Serious doubts remain on the process under which Pilatus Bank obtained its license; the fact that the bank has a high competitiveness in this sector when it actually holds a very low number of clients (130); the low level of Suspicious Transaction Reports (STRs) filed by the Bank to the FIAU (0 in 2016 and in 2017, 4 or 5, but several were related to one client) as declared by the Bank’s CEO during the Mission.

 

The ‘Individual Investors Programme’, through which Malta sells European citizenship and Schengen Residence permits, similar to that of other Member States such as Portugal, is also of concern, as it foments corruption; but also because, when linked to a system of fiscal incentives which treats local income of individuals or corporations differently than international income, it is then a system for tax evasion granted by the government.

 

Moreover, on January 30, Tax Justice Network published its Financial Secrecy Index 2018, locating Malta in the position 20 of the ranking, basically due to its high level of secrecy, as Malta does not require the registration of trusts; does not publicly disclose country-by country reports, nor corporate tax rulings; but also has a high level of secrecy in other aspects such as company ownership; promotes tax evasion and allows for harmful structures, among other things.

 

On another issue, even when some changes have been made to the legislation in Malta, it still does not prevent defamation and libel cases against journalists be made.
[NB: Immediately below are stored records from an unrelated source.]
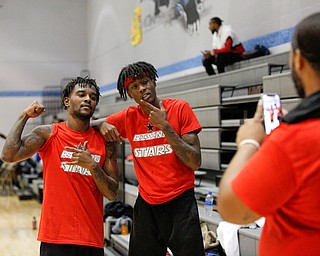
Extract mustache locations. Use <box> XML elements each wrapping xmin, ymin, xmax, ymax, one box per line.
<box><xmin>80</xmin><ymin>104</ymin><xmax>93</xmax><ymax>110</ymax></box>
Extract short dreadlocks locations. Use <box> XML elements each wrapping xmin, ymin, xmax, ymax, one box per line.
<box><xmin>117</xmin><ymin>61</ymin><xmax>158</xmax><ymax>98</ymax></box>
<box><xmin>62</xmin><ymin>76</ymin><xmax>101</xmax><ymax>110</ymax></box>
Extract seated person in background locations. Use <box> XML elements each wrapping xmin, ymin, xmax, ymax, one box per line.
<box><xmin>202</xmin><ymin>17</ymin><xmax>245</xmax><ymax>75</ymax></box>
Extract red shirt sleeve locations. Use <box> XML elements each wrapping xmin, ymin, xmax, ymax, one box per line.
<box><xmin>213</xmin><ymin>37</ymin><xmax>233</xmax><ymax>54</ymax></box>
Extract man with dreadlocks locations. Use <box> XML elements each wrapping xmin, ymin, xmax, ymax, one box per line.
<box><xmin>1</xmin><ymin>77</ymin><xmax>119</xmax><ymax>256</ymax></box>
<box><xmin>99</xmin><ymin>61</ymin><xmax>205</xmax><ymax>255</ymax></box>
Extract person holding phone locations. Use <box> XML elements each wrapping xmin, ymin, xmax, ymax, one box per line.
<box><xmin>202</xmin><ymin>17</ymin><xmax>245</xmax><ymax>76</ymax></box>
<box><xmin>217</xmin><ymin>12</ymin><xmax>320</xmax><ymax>256</ymax></box>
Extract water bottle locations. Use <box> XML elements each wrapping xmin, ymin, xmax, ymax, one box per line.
<box><xmin>32</xmin><ymin>216</ymin><xmax>37</xmax><ymax>230</ymax></box>
<box><xmin>204</xmin><ymin>191</ymin><xmax>214</xmax><ymax>216</ymax></box>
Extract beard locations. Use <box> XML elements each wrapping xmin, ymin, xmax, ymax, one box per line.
<box><xmin>291</xmin><ymin>62</ymin><xmax>305</xmax><ymax>98</ymax></box>
<box><xmin>73</xmin><ymin>109</ymin><xmax>93</xmax><ymax>121</ymax></box>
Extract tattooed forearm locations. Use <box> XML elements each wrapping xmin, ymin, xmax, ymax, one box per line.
<box><xmin>2</xmin><ymin>116</ymin><xmax>49</xmax><ymax>162</ymax></box>
<box><xmin>171</xmin><ymin>144</ymin><xmax>201</xmax><ymax>167</ymax></box>
<box><xmin>90</xmin><ymin>141</ymin><xmax>119</xmax><ymax>200</ymax></box>
<box><xmin>4</xmin><ymin>115</ymin><xmax>29</xmax><ymax>152</ymax></box>
<box><xmin>106</xmin><ymin>142</ymin><xmax>117</xmax><ymax>160</ymax></box>
<box><xmin>162</xmin><ymin>126</ymin><xmax>201</xmax><ymax>170</ymax></box>
<box><xmin>171</xmin><ymin>140</ymin><xmax>201</xmax><ymax>170</ymax></box>
<box><xmin>107</xmin><ymin>179</ymin><xmax>119</xmax><ymax>194</ymax></box>
<box><xmin>91</xmin><ymin>164</ymin><xmax>119</xmax><ymax>200</ymax></box>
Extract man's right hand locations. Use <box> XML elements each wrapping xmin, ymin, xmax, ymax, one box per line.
<box><xmin>22</xmin><ymin>101</ymin><xmax>46</xmax><ymax>118</ymax></box>
<box><xmin>203</xmin><ymin>50</ymin><xmax>212</xmax><ymax>59</ymax></box>
<box><xmin>100</xmin><ymin>122</ymin><xmax>123</xmax><ymax>144</ymax></box>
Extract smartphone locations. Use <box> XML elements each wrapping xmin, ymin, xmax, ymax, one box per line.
<box><xmin>261</xmin><ymin>93</ymin><xmax>282</xmax><ymax>134</ymax></box>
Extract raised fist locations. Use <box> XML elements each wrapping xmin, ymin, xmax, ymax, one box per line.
<box><xmin>23</xmin><ymin>101</ymin><xmax>46</xmax><ymax>118</ymax></box>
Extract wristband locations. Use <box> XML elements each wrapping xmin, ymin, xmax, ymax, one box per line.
<box><xmin>238</xmin><ymin>139</ymin><xmax>260</xmax><ymax>149</ymax></box>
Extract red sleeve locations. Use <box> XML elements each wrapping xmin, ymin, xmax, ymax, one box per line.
<box><xmin>232</xmin><ymin>139</ymin><xmax>296</xmax><ymax>216</ymax></box>
<box><xmin>179</xmin><ymin>101</ymin><xmax>202</xmax><ymax>135</ymax></box>
<box><xmin>213</xmin><ymin>37</ymin><xmax>233</xmax><ymax>54</ymax></box>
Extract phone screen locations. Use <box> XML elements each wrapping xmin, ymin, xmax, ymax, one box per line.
<box><xmin>262</xmin><ymin>94</ymin><xmax>282</xmax><ymax>135</ymax></box>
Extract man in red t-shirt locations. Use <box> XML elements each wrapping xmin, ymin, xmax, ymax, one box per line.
<box><xmin>1</xmin><ymin>77</ymin><xmax>119</xmax><ymax>256</ymax></box>
<box><xmin>217</xmin><ymin>12</ymin><xmax>320</xmax><ymax>256</ymax></box>
<box><xmin>99</xmin><ymin>61</ymin><xmax>205</xmax><ymax>256</ymax></box>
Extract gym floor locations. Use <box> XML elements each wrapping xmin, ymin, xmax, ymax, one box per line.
<box><xmin>0</xmin><ymin>195</ymin><xmax>41</xmax><ymax>256</ymax></box>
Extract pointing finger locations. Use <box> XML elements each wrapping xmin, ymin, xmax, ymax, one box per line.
<box><xmin>140</xmin><ymin>99</ymin><xmax>155</xmax><ymax>111</ymax></box>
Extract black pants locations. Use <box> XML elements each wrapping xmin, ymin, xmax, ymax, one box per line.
<box><xmin>128</xmin><ymin>188</ymin><xmax>205</xmax><ymax>256</ymax></box>
<box><xmin>40</xmin><ymin>242</ymin><xmax>104</xmax><ymax>256</ymax></box>
<box><xmin>202</xmin><ymin>52</ymin><xmax>244</xmax><ymax>75</ymax></box>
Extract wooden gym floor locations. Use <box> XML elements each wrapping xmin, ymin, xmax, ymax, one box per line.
<box><xmin>0</xmin><ymin>195</ymin><xmax>42</xmax><ymax>256</ymax></box>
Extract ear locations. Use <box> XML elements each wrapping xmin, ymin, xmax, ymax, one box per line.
<box><xmin>293</xmin><ymin>49</ymin><xmax>305</xmax><ymax>72</ymax></box>
<box><xmin>64</xmin><ymin>97</ymin><xmax>70</xmax><ymax>108</ymax></box>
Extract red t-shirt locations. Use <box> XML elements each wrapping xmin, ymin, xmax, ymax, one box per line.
<box><xmin>38</xmin><ymin>122</ymin><xmax>106</xmax><ymax>248</ymax></box>
<box><xmin>107</xmin><ymin>99</ymin><xmax>202</xmax><ymax>204</ymax></box>
<box><xmin>232</xmin><ymin>120</ymin><xmax>320</xmax><ymax>255</ymax></box>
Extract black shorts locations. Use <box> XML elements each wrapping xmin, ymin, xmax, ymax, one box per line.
<box><xmin>40</xmin><ymin>242</ymin><xmax>104</xmax><ymax>256</ymax></box>
<box><xmin>128</xmin><ymin>188</ymin><xmax>205</xmax><ymax>256</ymax></box>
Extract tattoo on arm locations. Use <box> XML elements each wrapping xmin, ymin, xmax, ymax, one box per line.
<box><xmin>19</xmin><ymin>127</ymin><xmax>48</xmax><ymax>155</ymax></box>
<box><xmin>176</xmin><ymin>133</ymin><xmax>201</xmax><ymax>168</ymax></box>
<box><xmin>92</xmin><ymin>164</ymin><xmax>118</xmax><ymax>194</ymax></box>
<box><xmin>3</xmin><ymin>123</ymin><xmax>50</xmax><ymax>162</ymax></box>
<box><xmin>106</xmin><ymin>142</ymin><xmax>116</xmax><ymax>160</ymax></box>
<box><xmin>179</xmin><ymin>133</ymin><xmax>201</xmax><ymax>164</ymax></box>
<box><xmin>91</xmin><ymin>141</ymin><xmax>119</xmax><ymax>199</ymax></box>
<box><xmin>164</xmin><ymin>128</ymin><xmax>201</xmax><ymax>170</ymax></box>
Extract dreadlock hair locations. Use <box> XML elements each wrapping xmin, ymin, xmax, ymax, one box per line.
<box><xmin>117</xmin><ymin>61</ymin><xmax>158</xmax><ymax>98</ymax></box>
<box><xmin>62</xmin><ymin>76</ymin><xmax>101</xmax><ymax>110</ymax></box>
<box><xmin>210</xmin><ymin>17</ymin><xmax>223</xmax><ymax>26</ymax></box>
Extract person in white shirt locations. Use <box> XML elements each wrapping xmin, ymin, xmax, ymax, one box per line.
<box><xmin>202</xmin><ymin>17</ymin><xmax>245</xmax><ymax>75</ymax></box>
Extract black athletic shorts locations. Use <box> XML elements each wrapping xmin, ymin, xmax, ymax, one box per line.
<box><xmin>40</xmin><ymin>242</ymin><xmax>104</xmax><ymax>256</ymax></box>
<box><xmin>128</xmin><ymin>188</ymin><xmax>205</xmax><ymax>256</ymax></box>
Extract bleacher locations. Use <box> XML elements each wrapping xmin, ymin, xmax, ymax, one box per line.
<box><xmin>102</xmin><ymin>51</ymin><xmax>301</xmax><ymax>256</ymax></box>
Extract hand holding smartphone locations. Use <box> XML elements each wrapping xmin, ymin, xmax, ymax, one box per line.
<box><xmin>261</xmin><ymin>93</ymin><xmax>282</xmax><ymax>134</ymax></box>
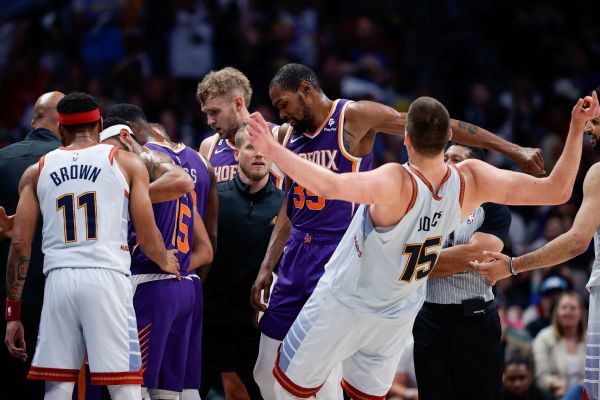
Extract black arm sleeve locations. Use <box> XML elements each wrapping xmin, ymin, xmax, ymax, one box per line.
<box><xmin>478</xmin><ymin>203</ymin><xmax>512</xmax><ymax>248</ymax></box>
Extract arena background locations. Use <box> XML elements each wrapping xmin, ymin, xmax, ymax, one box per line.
<box><xmin>1</xmin><ymin>0</ymin><xmax>600</xmax><ymax>389</ymax></box>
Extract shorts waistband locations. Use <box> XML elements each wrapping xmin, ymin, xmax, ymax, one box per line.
<box><xmin>423</xmin><ymin>300</ymin><xmax>495</xmax><ymax>314</ymax></box>
<box><xmin>289</xmin><ymin>228</ymin><xmax>344</xmax><ymax>245</ymax></box>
Moreover, some journalists commented that they had been threated with law case in the United States by Pilatus Bank, in an attempt of the bank to arbitrate between different legislations.

 

Finally, but not least important, the European Arrest Warrant against Maria Efimova, the Russian ex-employee of Pilatus Bank, is something that raises serious preocupations among MEPs from different political groups.

 

Efimova absconded from Malta in the course of a criminal case brought against her by Pilatus Bank on misappropriation charges. In November 2017, a warrant for her arrest was issued to have her appear in court to testify. In January 2018, Cypriot authorities issued an arrest warrant on a complaint lodged against her four years earlier by the company IDF Fragrance Distribution, with whom she worked.

 

During a video-conference held with the LIBE-PANA MEPs, Ms Efimova provided Members with information about the business model of the Bank, where she had worked as a personal assistant of the CEO, Mr. Ali Sadr, but also was in charge of certain clients. She informed the Bank was mainly operating on the basis of deposits of 2 or 3 Azerbaijani clients, among other PEPs.

 

The safety of whistleblowers is not guaranteed in the EU. Moreover, even when the European Commission had committed to come up with a legislation on the protection of whistleblowers by the end of last years; news on this respect are still being awaited. And even when the European Parliament’s Panama Papers Inquiry Committee has several paragraphs on the protection of whistleblowers and journalists in its Recommendations voted on last December, political groups did not finally agree on any concrete solutions to the problems encountered by whistleblower, which have resulted in anonymity being the preferred and safer solution to filtering information of public interest today.

 

Several political groups in the European Parliament are considering continuing the follow up on the Malta’s fight against money laundering, tax evasion and tax avoidance under a possible new Special Committee. In case this happened, it could be interesting to analyse the impact of the Maltese incentives in other Member States, as has been pointed out by some tax justice NGOs.